Maybe it was my younger pallet, but "original Coors" was a fuller bodied beer. I'v brewed a few Czech style lagers and would like to find a good recipe for original Coors .
Any experts want to guess what are the likely hops used in the brewery back in the 70's and your best guess on a lager yeast that would be close?
By 'original Coors', I assume you mean from the 1970s, as opposed to the 1870s (when the brewery was founded)? Even going back only forty years, that's a long time to be guessing at these things, without some sort of documentation.
For hops, we can rule out anything newer than the 1960s - we know, for example, that when Cascade was first introduced in 1973, the only brewery that was willing to use them was New Albion, because all the others were using established strains (this is based on
Jack MacAulliffe's own recollections on the subject, and there's little reason to think he was wrong). So, probably one of the noble German hops, at least by ancestry, though some of the early US strains such as Crystal are a possibility. I never knew the Coors of that era, myself, but if I had to guess it would be some Hallertau derivative.

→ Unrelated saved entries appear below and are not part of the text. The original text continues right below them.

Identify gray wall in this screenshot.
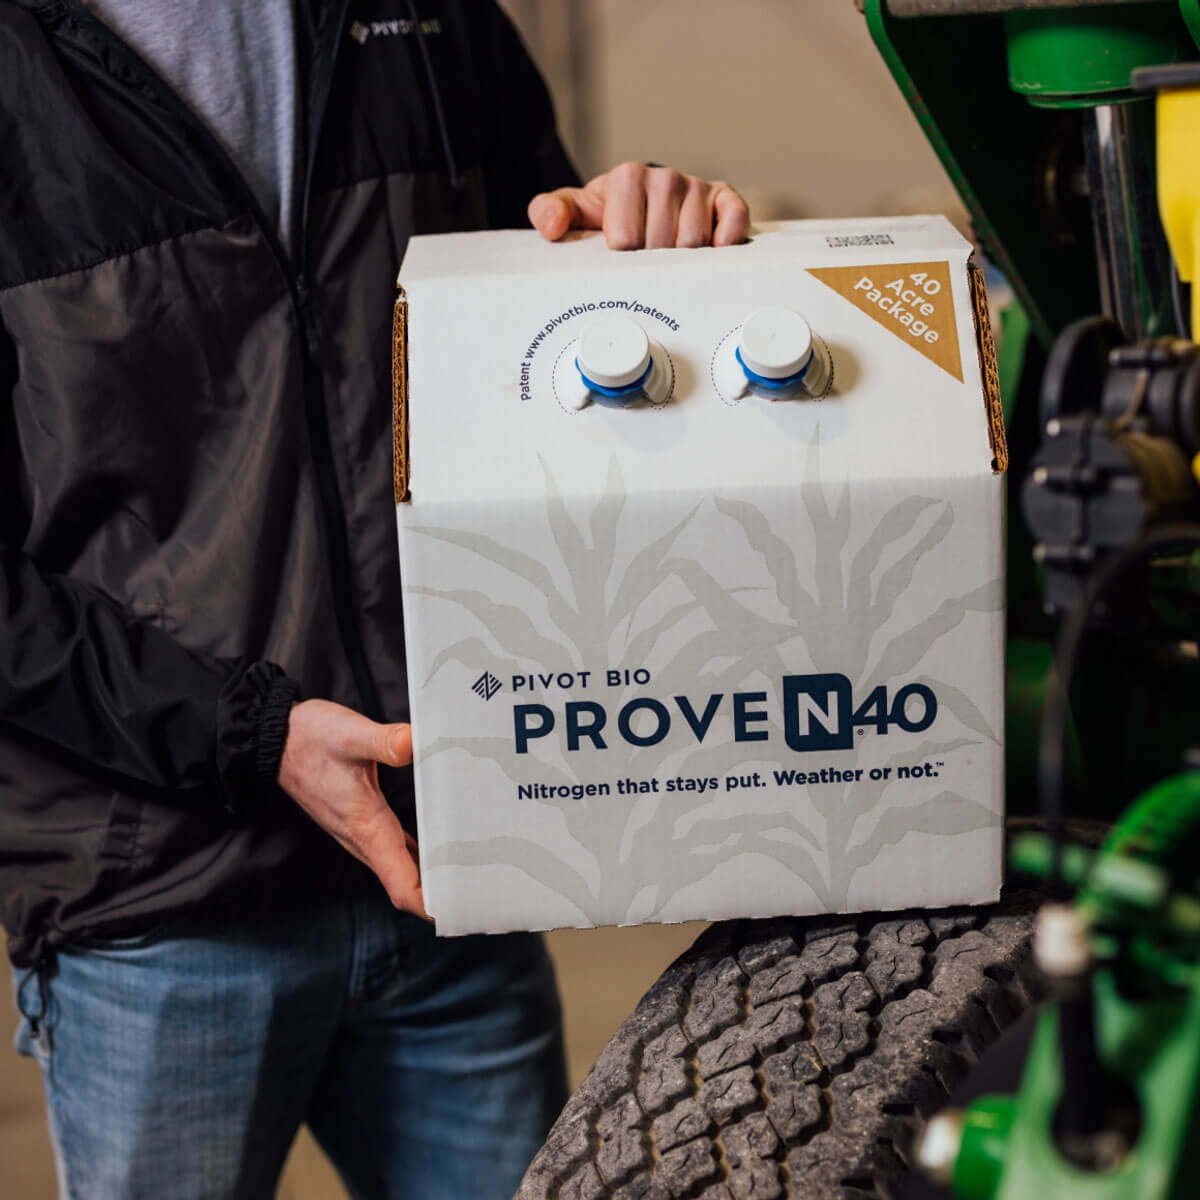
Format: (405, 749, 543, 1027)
(502, 0, 966, 228)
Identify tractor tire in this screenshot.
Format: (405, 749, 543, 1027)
(518, 894, 1039, 1200)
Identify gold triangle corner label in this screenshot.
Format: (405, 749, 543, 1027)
(808, 261, 963, 382)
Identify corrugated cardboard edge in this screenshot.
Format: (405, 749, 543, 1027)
(967, 262, 1008, 474)
(392, 285, 410, 503)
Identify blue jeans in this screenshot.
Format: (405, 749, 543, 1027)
(12, 888, 567, 1200)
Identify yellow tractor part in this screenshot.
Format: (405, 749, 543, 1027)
(1156, 80, 1200, 338)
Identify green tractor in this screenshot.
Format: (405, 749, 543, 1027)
(869, 3, 1200, 1197)
(519, 6, 1200, 1197)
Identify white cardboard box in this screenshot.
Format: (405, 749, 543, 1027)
(393, 217, 1007, 936)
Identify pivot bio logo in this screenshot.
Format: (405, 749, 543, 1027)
(472, 672, 502, 701)
(512, 672, 937, 754)
(348, 17, 442, 43)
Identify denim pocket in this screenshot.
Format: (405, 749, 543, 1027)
(65, 917, 171, 953)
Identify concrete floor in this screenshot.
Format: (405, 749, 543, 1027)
(0, 922, 704, 1198)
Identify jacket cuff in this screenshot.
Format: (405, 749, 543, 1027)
(216, 662, 303, 816)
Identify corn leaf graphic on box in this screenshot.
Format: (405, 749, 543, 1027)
(393, 217, 1007, 936)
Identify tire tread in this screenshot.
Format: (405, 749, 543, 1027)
(519, 896, 1038, 1200)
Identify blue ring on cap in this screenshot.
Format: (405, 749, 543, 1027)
(576, 357, 653, 399)
(735, 345, 813, 391)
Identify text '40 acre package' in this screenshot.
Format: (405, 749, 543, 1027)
(393, 217, 1008, 936)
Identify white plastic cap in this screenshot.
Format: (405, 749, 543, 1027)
(1034, 902, 1091, 978)
(738, 308, 814, 380)
(577, 315, 651, 390)
(915, 1110, 964, 1185)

The yeast is likely to be even more elusive; assuming it hasn't been lost to history entirely, it is probable that the only source for that strain would be Coors themselves, and they are notoriously uncooperative. Commercial breweries are generally very protective of their in-house yeasts, and the ones which are used by homebrewers are generally far removed from those the Big Boys play with. Ironically, the closest match maybe be
Cry Havoc, which is allegedly based on a lager strain smuggled out of an
Anheuser-Busch brewery some three decades ago. I would experiment a bit with relatively clean, malt-forward lager yeasts until you find something you feel is close.